Pesée des intérêts dans le cas d’espèce. En invoquant sa mésentente avec le père de l’enfant et ses difficultés à exercer un droit de visite (le père juridique détient le droit de garde), la mère ne fonde pas l’intérêt de l’enfant à la contestation de la reconnaissance. Les critères déterminants dans les litiges relatifs au droit de garde et à l’exercice du droit de visite ne sont pas forcément pertinents dans les actions en contestation de la reconnaissance (consid. 2.2).

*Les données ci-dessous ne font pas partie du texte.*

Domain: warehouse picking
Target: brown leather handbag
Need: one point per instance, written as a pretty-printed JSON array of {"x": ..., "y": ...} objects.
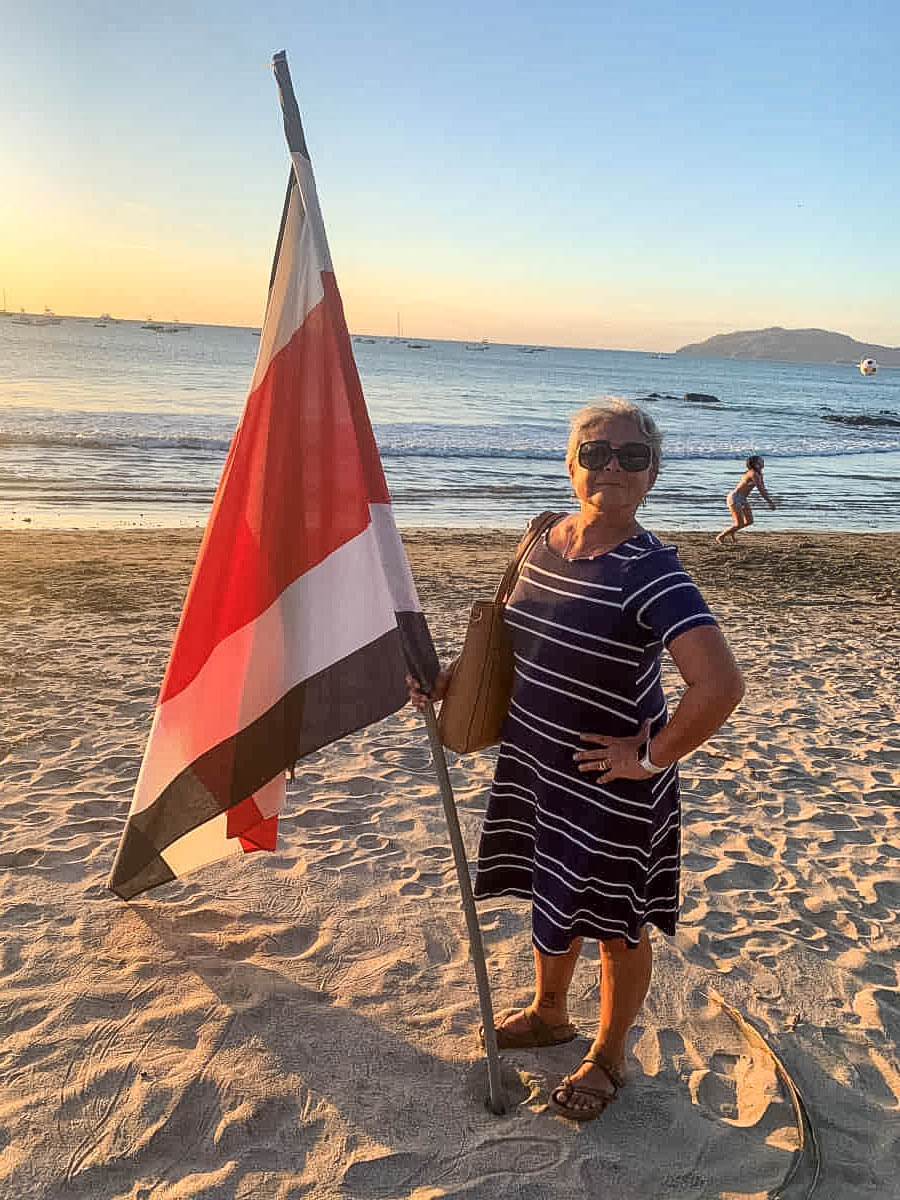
[{"x": 478, "y": 696}]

Couple non marié ; procédure ; art. 121 let. d LTF
Inadvertance. Le fait que le Tribunal fédéral n’ait pas apprécié des faits déterminants qui ressortent du dossier par inadvertance fonde un motif de révision (art. 121 let. d LTF). Cette condition est remplie si les juges ne considèrent pas une pièce déterminée du dossier, l’ont mal lue ou s’écartent de sa valeur exacte (notamment de son véritable sens littéral). En outre, les faits doivent être pertinents, soit susceptibles de modifier la décision dans un sens plus favorable pour le requérant (consid. 3.1).
Couple non marié ; procédure ; art. 29 al. 2 Cst. ; 310 al. 1 CC
Droit d’être entendu. En attribuant l’autorité parentale à la mère non mariée avec le père, l’art. 298 CC prive le père de l’autorité parentale et du droit de garde. Seuls le retrait de l’autorité parentale à la mère et l’accord des parents relatif au partage de l’autorité parentale permettent un transfert du droit de garde. En l’espèce, l’autorité de protection de l’enfant a retiré le droit de garde à la mère et a placé l’enfant en foyer. Entretenant de bonnes relations avec l’enfant, le père demande l’attribution du droit de garde. L’instance cantonale rejette cette demande et requiert des informations supplémentaires. L’instance cantonale a ainsi statué de manière arbitraire et a violé le droit d’être entendu du requérant car elle aurait dû renvoyer la cause à l’autorité de protection de l’enfant pour un complément d’instruction (consid. 2 et 3.4).